Traditional uses of lemon balm have been supported by its pharmacological anxiolytic effects, possibly due to gamma-aminobutyric acid transaminase (GABA-T) inhibition and/or reduced levels of corticosterone. In vivo studies were supported by two human clinical trials; however, more randomized clinical trials (RCTs) are needed to better understand its mechanisms of action. While animal studies support lemon balm’s use as an antidepressant, studies to date used doses so large as to be unfeasible for clinical use. Antidepressive effects of lemon balm need more study, especially the monoamine oxidase A (MAO-A) inhibitory activity of compounds other than RA. Neuroprotective effects of various fractions of lemon balm have been demonstrated in vitro and in vivo, with significant protection against oxidative stress and amyloid beta (Aβ)-induced toxicity. Benefits to mood, cognition, and memory also have been supported in vitro, with acetylcholinesterase (AChE) inhibition seen as especially relevant. RCTs confirmed lemon balm’s benefit for some symptoms of Alzheimer’s disease and cognitive impairment. Lemon balm’s cardiovascular, cytotoxic, anti-inflammatory, antinociceptive, hypoglycemic, hypolipidemic, antioxidant, antimicrobial, antiviral, antispasmodic, antiangiogenic, and antiepileptic effects all have support in various research models, with the general proviso that many doses used in animal trials cannot realistically be applied in clinical practice. Results need to be supported using lower doses of lemon balm extracts.
There are few pharmacokinetic studies of lemon balm, with most focusing on its hydrocinnamic acid derivatives, especially RA, absorbed via paracellular diffusion. Much remains unknown about the bioavailability of lemon balm extracts and components. Microbial metabolites of RA may account for many of its activities. While lemon balm has been reported to be relatively well tolerated in humans when used for up to eight weeks, some adverse effects have been noted with both oral and topical administration.
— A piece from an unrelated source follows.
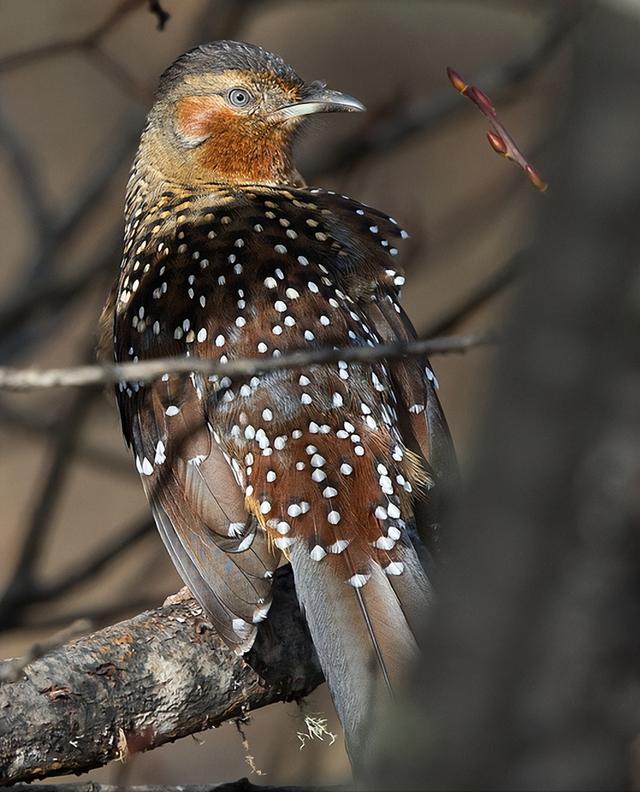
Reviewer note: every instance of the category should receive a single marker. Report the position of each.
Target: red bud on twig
(497, 144)
(456, 80)
(500, 140)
Care should be exercised with regard to high dosage or prolonged use until in-depth evidence from toxicity and dose-escalation studies are available. Current evidence suggests that a daily oral dose of 600 mg lemon balm extract is possibly safe and effective in treating memory, mood, and cognition problems, and topical formulations containing 1% lemon balm are effective in treating very early stages of herpes simplex virus 1 and 2.
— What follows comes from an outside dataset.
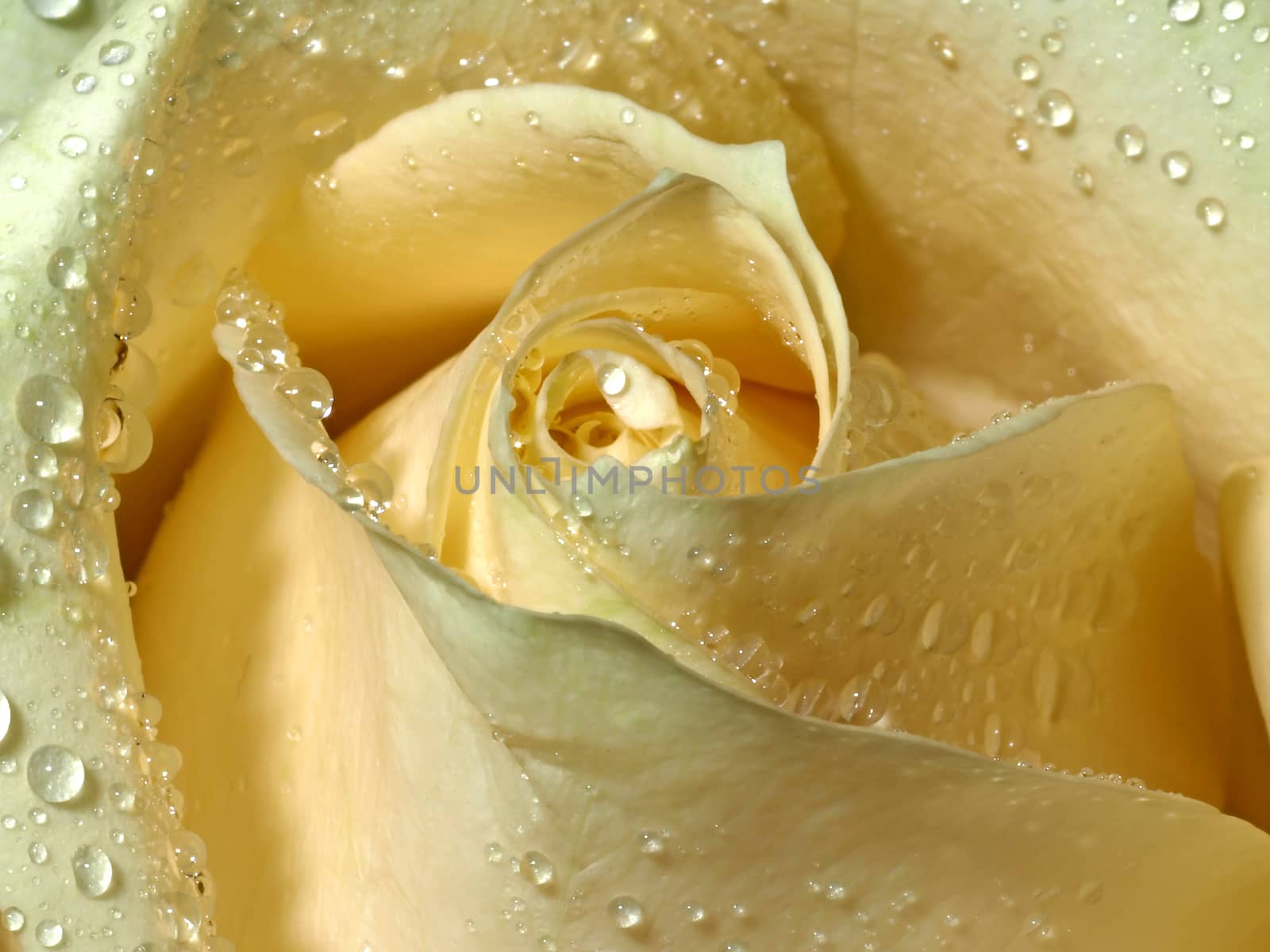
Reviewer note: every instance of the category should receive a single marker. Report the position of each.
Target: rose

Future research needs include mechanisms of action, efficacy, and proper dosages for other ethnomedical uses of lemon balm, as well as proof-of-concept clinical trials evaluating its usefulness as an adjunct to conventional treatment for depression. In vitro studies reveal lemon balm’s inhibition of several human cancer cell lines, but a great deal of research needs to be conducted before any clinical applicability could be assessed.